Hükümet, 14 Mayıs seçimlerini kazanmak için iktisatta tabir yerindeyse ‘amok koşu’su yapıyor. Ekonomik kıstaslar yerini siyasi maksatlara bıraktığı için kısa vadede ortaya çıkacak maliyetinden ve sonuçlarından (hiper enflasyon) bağımsız peş peşe paketler açıklanıyor. Vaatlerin arkası gerisi kesilmiyor.
Bu iklim, iktidarın rahat olmadığını, kaybetme dehşetinin son periyotta alınan kararlarda tesirli olduğunu gözler önüne seriyor. Bu net…
Ekonomik krizin, derin yoksullukla karşı karşıya bıraktığı bölümlerin iktidarı sorguladığı, sıkışan iktidarın fiyatlara yaptığı son dakika artırımlarıyla “iyimser bir hava” yaratıp, oy tabanını büyütmeye çalıştığı da tartışmasız bir gerçek.
Olan mı olması gereken mi?
Modern siyaset biliminin kurucularından Machiavelli, lisanımıza “Prens” ya da “Hükümdar” olarak çevrilen kitabında ustalıkla yönetme sanatı hakkında niyetlerini lisana getirir.
Hükümdara, “olması gerekene (ahlaki değerler-ilkeler)” değil “olan”a bakmasını önerir. Bunun, Türk siyasetindeki en veciz halini 9’uncu Cumhurbaşkanı Süleyman Demirel’in şu kelamlarında görürüz: “Dün dündür, bugün bugündür.”

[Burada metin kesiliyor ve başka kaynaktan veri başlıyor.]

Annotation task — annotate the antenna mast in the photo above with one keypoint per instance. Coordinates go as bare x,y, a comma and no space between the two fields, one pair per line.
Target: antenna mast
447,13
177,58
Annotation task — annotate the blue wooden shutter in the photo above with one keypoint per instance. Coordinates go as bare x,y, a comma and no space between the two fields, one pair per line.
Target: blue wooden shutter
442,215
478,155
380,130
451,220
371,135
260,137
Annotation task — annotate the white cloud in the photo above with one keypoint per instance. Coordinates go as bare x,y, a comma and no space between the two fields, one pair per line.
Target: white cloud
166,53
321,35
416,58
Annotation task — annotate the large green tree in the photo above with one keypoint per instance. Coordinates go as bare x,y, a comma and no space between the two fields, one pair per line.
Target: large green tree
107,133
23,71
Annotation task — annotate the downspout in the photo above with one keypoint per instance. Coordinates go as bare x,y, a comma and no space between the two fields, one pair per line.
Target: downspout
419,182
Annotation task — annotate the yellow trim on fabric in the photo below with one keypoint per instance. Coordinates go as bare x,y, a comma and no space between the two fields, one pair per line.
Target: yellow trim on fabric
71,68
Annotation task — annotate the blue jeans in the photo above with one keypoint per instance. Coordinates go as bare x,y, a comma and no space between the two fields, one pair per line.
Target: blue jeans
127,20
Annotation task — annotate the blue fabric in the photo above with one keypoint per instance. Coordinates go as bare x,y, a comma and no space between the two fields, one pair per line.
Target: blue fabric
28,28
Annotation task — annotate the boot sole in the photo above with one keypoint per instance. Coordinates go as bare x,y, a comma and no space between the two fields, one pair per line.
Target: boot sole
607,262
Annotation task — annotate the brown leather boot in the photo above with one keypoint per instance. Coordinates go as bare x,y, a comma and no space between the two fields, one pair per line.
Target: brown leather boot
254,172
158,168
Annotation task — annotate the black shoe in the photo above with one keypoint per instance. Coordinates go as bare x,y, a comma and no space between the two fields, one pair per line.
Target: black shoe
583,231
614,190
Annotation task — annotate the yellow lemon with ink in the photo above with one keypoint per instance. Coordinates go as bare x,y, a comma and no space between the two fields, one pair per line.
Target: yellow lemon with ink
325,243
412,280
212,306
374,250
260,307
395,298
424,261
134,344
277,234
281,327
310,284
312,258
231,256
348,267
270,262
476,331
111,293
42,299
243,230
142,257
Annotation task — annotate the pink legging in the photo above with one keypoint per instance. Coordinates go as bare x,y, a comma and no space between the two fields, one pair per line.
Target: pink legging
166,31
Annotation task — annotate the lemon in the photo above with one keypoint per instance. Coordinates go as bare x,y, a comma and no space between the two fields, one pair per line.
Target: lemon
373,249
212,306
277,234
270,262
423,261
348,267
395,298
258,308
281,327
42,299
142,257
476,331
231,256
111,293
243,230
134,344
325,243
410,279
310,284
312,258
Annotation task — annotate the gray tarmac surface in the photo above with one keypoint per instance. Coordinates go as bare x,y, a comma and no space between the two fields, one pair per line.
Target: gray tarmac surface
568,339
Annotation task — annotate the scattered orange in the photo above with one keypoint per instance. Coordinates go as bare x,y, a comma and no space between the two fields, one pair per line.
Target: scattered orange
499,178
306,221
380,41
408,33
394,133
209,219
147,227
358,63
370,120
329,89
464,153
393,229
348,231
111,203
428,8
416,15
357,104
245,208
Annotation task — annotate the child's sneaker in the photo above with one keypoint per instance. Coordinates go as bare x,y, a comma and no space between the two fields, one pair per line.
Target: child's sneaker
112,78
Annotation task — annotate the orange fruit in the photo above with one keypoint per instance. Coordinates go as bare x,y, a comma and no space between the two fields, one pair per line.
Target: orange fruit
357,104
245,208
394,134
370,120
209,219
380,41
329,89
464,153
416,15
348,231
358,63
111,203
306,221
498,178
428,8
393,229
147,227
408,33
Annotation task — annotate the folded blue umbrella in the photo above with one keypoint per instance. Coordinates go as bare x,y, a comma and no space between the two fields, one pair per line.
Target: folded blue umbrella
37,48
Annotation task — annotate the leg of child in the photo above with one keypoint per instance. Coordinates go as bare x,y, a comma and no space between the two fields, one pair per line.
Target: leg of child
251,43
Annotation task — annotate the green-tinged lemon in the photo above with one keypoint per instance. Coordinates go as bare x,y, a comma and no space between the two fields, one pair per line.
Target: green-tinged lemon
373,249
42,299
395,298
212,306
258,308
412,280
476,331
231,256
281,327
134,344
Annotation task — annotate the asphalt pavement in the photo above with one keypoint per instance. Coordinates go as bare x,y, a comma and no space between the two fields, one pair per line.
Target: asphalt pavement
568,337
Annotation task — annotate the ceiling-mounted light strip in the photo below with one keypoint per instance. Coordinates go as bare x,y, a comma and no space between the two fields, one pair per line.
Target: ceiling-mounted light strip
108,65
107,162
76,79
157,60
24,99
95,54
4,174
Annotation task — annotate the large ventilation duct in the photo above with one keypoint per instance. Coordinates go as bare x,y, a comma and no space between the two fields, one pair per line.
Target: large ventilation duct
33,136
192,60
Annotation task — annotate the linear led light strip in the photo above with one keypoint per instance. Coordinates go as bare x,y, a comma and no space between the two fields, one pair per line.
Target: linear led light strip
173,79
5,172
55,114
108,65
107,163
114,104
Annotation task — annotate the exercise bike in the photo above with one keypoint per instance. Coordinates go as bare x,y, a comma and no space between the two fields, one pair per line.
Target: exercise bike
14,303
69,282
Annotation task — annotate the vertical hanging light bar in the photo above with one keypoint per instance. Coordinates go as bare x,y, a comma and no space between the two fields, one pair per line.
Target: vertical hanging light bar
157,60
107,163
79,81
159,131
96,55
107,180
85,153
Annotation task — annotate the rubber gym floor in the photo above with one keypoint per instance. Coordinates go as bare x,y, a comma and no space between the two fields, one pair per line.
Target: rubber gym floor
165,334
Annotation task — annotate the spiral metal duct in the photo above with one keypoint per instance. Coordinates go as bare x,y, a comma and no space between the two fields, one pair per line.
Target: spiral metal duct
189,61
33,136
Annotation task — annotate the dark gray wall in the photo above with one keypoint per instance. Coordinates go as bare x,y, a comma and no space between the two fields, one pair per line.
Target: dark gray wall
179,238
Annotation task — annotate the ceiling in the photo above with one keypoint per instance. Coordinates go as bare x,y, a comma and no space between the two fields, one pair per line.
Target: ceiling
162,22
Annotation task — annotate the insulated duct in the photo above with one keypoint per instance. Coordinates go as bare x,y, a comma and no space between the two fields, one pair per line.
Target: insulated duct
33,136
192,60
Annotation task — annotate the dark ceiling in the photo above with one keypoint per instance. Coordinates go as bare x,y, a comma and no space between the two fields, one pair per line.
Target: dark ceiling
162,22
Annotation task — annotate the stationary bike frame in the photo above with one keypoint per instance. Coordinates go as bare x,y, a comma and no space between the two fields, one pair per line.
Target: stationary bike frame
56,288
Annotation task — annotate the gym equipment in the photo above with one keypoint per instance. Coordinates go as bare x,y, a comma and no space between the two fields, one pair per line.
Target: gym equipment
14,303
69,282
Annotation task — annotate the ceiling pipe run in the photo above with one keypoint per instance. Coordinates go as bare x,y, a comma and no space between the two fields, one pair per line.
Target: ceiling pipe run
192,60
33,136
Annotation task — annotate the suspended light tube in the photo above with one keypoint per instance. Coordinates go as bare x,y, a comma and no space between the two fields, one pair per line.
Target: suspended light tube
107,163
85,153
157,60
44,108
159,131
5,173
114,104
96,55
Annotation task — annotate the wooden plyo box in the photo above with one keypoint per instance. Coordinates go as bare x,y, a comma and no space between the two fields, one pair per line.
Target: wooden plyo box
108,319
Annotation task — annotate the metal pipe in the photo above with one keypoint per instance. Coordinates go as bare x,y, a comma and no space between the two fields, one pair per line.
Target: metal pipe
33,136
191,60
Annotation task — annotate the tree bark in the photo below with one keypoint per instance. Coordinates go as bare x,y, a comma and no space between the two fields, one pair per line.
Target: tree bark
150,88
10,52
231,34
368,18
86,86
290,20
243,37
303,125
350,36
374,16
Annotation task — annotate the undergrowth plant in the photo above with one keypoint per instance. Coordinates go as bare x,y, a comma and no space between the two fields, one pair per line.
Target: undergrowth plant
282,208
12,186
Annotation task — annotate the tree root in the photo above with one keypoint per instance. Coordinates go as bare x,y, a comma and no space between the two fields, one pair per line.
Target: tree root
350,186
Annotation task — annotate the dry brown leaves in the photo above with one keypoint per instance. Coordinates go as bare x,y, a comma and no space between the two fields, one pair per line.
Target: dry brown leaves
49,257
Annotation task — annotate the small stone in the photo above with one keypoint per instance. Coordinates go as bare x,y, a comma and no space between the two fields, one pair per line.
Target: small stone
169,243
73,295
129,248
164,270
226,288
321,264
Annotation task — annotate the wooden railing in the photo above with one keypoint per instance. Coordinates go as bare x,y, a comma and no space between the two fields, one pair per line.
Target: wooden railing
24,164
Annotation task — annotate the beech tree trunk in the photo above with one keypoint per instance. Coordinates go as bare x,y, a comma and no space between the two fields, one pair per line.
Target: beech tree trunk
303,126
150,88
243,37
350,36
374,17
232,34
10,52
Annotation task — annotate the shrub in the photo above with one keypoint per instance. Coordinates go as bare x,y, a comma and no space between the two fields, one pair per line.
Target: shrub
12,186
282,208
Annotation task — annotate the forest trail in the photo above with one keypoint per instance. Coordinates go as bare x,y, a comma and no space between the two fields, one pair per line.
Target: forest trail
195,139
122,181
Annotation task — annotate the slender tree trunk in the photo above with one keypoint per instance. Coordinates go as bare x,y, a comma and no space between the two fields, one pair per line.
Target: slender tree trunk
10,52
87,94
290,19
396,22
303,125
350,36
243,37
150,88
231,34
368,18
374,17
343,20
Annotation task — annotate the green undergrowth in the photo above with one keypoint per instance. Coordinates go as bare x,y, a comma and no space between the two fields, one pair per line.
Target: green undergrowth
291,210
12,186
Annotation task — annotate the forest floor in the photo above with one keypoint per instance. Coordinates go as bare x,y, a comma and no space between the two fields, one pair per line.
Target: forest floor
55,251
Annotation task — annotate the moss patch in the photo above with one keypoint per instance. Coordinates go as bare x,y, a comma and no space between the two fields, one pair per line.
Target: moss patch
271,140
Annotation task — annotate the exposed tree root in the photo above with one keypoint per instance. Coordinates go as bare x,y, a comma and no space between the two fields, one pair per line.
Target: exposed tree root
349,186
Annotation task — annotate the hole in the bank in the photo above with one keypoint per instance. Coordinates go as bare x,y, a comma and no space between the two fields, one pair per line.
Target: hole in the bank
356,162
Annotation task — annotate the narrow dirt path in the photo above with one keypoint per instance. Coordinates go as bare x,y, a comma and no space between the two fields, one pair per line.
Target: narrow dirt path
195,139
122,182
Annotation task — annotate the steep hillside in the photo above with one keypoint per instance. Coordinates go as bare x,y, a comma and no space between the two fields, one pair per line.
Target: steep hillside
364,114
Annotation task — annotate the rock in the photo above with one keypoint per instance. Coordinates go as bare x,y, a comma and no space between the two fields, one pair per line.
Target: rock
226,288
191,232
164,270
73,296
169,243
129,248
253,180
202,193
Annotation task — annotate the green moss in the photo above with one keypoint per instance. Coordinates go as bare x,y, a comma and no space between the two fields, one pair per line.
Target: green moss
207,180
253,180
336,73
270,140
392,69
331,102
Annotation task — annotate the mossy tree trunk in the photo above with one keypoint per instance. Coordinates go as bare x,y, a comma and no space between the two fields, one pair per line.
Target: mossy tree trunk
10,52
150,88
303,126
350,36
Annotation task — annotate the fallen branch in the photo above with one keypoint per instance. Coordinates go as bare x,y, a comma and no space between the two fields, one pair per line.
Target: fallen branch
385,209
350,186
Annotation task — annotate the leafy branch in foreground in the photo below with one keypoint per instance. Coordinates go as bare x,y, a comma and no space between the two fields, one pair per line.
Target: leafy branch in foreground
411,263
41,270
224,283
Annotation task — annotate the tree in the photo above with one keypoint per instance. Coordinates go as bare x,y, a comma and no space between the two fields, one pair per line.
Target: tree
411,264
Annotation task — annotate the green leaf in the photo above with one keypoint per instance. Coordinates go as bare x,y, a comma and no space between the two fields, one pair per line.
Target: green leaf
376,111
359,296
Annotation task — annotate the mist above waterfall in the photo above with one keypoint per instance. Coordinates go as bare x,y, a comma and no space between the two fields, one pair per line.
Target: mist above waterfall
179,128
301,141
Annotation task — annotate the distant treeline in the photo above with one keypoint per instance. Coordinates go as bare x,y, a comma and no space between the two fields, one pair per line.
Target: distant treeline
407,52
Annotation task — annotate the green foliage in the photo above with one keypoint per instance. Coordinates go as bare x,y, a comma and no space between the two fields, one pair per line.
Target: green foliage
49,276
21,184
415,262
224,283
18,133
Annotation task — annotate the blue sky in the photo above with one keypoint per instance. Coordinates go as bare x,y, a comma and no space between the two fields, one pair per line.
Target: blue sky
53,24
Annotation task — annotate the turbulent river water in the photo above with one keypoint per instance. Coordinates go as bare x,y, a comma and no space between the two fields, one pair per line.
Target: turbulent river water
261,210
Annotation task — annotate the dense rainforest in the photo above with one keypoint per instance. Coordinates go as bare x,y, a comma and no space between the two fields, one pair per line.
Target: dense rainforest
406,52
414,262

Daha açık deyişle bugünün şartları neyi gerektiriyorsa onu yapmak, o bahiste karar alıp uygulamak. Bu tam manasıyla dar, çıkar odaklı politik realizmdir, yani Machiavellizmdir.
Asgari fiyat zammı
İktidar, Machiavellizmin gereklerini kusursuz biçimde yerine getiriyor. Çünkü, olana bakıyor (oy tabanını genişletmek için her türlü politik ve ekonomik kararı alabiliyor), ahlaki prensipleri içeren olması gerekeni daima öteliyor ya da ihmal ediyor.
Bu siyaset yapma biçiminin doğal bir sonucu olarak Ankara’da siyasi kulislerde, yeni bir bahis daha konuşuluyor. Minimum fiyat artırımının öne çekilmesi…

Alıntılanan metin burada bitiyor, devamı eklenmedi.